Ops Agent Platform

A human-in-the-loop LLM coding agent platform with a structural verification harness for software engineering tasks.

▶️ Watch the 3-minute demo on LinkedIn — a real Jira ticket walks through plan, codegen, gates, approval, and a before / after of the Android app.

Problem

LLM coding agents often claim a feature is complete when the patch only implements a small part of the requirement. They satisfy literal signals (one regex match, one keyword) while missing the actual user-visible behavior.

Example: a model was asked to add map-based address selection to a KYC form. It changed geocoder initialization and persisted latitude / longitude — but missed the actual map UI the user needs to pick a location.

What this project does

Ops Agent Platform takes plain-English work descriptions (e.g. finish Jira P69-19), pulls the ticket via MCP, and runs a single-runtime orchestrator through plan → codegen → verification gates → human approval.

It is harness-first: the LLM is treated as an untrusted collaborator.
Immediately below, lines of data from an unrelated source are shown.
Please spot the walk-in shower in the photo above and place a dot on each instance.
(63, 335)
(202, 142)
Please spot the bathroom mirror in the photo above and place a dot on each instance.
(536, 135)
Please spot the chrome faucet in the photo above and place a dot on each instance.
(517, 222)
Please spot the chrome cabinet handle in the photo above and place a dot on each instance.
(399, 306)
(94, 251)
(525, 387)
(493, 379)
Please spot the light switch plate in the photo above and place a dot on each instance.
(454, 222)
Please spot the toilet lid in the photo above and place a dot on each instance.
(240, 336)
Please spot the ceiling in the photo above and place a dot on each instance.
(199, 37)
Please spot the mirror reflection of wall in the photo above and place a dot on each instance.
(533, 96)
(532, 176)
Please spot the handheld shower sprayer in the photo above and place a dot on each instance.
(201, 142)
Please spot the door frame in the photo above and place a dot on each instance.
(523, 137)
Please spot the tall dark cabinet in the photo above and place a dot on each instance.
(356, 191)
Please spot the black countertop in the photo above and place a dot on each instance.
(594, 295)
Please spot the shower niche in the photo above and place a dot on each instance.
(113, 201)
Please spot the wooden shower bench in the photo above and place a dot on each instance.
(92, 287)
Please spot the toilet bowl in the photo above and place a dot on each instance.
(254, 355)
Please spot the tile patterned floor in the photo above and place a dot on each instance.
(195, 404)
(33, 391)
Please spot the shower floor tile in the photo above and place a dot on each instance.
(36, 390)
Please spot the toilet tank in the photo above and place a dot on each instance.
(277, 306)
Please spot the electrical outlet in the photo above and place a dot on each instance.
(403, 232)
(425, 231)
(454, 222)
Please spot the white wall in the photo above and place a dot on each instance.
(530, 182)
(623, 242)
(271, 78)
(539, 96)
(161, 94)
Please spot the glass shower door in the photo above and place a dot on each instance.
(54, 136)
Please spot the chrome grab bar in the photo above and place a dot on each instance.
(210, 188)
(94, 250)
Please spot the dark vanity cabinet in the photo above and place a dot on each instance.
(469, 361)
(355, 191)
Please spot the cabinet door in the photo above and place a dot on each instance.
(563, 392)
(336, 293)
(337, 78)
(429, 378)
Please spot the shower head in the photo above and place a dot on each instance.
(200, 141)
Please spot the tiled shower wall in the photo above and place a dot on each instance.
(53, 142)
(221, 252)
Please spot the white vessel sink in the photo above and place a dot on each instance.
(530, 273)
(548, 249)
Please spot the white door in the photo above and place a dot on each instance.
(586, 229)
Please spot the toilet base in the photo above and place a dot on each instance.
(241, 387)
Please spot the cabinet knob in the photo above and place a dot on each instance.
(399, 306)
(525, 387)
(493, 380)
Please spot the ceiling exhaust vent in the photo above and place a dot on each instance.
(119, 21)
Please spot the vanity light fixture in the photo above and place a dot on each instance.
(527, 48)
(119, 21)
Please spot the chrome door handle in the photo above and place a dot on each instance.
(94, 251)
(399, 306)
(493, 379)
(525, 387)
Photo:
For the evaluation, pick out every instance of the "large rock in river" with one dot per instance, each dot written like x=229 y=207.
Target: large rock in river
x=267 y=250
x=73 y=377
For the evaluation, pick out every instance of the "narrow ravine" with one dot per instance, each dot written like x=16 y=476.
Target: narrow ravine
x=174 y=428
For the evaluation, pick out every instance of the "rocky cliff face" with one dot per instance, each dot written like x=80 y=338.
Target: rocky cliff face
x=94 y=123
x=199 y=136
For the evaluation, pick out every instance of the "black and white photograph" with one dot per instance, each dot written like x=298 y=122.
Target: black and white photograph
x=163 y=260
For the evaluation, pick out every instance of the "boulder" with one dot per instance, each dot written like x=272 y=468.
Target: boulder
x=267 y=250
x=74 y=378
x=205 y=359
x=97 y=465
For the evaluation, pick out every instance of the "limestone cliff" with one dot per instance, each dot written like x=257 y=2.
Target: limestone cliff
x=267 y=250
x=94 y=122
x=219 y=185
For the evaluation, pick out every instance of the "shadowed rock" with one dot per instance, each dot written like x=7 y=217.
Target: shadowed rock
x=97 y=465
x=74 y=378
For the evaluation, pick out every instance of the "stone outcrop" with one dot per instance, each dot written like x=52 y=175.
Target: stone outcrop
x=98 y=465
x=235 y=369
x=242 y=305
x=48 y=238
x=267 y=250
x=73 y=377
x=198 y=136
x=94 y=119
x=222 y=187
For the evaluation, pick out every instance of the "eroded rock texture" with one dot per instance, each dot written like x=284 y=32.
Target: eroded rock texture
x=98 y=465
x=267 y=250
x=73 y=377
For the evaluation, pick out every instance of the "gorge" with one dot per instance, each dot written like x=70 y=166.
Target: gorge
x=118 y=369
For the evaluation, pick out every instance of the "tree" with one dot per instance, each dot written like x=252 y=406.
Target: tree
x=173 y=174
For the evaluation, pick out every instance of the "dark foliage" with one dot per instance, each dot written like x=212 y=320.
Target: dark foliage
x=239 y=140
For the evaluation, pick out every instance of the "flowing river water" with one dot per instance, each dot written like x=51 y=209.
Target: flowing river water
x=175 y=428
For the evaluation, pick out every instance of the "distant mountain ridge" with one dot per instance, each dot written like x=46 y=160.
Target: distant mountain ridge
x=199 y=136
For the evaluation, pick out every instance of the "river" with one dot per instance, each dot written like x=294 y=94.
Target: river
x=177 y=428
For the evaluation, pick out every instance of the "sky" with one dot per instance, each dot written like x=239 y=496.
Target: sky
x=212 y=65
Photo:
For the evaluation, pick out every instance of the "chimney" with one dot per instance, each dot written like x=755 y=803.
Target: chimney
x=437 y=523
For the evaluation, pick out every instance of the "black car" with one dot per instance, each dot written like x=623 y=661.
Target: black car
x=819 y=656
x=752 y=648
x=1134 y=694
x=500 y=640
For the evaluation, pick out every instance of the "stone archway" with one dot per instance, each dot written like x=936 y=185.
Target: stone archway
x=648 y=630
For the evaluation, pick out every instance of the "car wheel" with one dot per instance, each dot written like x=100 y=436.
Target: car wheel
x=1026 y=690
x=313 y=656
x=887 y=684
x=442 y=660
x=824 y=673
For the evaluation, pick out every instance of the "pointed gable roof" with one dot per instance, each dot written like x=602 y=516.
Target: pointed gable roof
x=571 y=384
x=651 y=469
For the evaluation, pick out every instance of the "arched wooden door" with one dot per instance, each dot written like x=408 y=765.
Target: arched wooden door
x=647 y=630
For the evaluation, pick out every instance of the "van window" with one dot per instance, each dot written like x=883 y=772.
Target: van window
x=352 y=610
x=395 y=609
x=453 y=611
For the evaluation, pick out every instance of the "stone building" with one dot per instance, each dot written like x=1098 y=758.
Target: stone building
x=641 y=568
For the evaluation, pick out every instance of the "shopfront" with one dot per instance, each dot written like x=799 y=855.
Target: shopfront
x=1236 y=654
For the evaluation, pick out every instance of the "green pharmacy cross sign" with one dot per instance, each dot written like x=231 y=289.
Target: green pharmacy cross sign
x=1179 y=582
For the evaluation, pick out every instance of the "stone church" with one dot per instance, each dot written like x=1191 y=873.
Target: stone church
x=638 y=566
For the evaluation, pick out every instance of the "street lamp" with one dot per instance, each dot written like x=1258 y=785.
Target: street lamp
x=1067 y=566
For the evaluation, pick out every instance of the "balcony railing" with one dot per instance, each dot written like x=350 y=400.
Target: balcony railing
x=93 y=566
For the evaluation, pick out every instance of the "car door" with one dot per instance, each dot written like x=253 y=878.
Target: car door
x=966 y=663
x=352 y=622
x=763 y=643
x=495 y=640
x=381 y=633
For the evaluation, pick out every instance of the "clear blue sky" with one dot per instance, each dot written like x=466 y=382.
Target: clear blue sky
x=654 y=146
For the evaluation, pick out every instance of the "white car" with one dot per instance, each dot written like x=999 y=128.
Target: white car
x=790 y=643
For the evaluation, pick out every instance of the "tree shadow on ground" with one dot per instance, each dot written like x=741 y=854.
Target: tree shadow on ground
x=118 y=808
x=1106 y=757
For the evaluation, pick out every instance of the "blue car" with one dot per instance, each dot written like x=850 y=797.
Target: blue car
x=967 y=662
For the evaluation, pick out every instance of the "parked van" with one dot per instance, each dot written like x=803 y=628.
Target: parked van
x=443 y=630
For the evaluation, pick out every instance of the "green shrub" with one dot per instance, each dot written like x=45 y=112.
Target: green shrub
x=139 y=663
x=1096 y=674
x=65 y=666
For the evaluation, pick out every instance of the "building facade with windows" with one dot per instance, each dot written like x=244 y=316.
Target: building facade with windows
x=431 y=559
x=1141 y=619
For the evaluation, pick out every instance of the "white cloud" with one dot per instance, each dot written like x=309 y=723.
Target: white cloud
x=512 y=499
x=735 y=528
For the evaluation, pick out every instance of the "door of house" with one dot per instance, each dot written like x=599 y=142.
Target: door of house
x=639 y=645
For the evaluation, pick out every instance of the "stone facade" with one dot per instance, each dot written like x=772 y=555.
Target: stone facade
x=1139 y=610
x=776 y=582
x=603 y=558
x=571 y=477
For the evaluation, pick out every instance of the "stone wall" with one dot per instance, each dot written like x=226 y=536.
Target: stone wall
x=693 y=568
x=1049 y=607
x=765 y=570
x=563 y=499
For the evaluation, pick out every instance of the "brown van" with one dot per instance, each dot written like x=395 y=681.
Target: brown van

Every stage is gated, every claim is verified against the actual artifact, and nothing ships without explicit human approval.

It detects:

superficial patches passing as full features
NO_CHANGE_NEEDED over-claims
planner / codegen conflicts
compile errors that survive the model's self-check
library API hallucinations (calling methods that don't exist on the library version the project actually ships)
protected-symbol loss during repair rounds
weak or trivially-true acceptance tests

Example: planner-emitted structural acceptance tests

The planner doesn't just produce a free-text plan — it commits to structural acceptance tests the reviewer will check against the diff before the patch can ship. A real planner output for an Android map-picker task looks like:

{
  "objective": "Add map-based address selection to KYC signup",
  "must_touch_files": [
    "app/.../CustomerKYCAddressForm.kt",
    "app/.../HandymanKYCAddressForm.kt"
  ],
  "acceptance_tests": [
    { "kind": "diff_contains_pattern",
      "pattern": "MapEventsOverlay|MapEventsReceiver|singleTapConfirmedHelper" },
    { "kind": "diff_contains_pattern_in_file",
      "file": "CustomerKYCAddressForm.kt",
      "pattern": "AndroidView\\s*\\(" },
    { "kind": "import_added",
      "pattern": "org.osmdroid.views.MapView" },
    { "kind": "forbids_pattern_in_diff",
      "pattern": "com.google.android.gms.maps" }
  ]
}

acceptance_check.evaluate runs each rule against the actual diff. Token matching is not enough — the model has to write the structural change, not just mention it.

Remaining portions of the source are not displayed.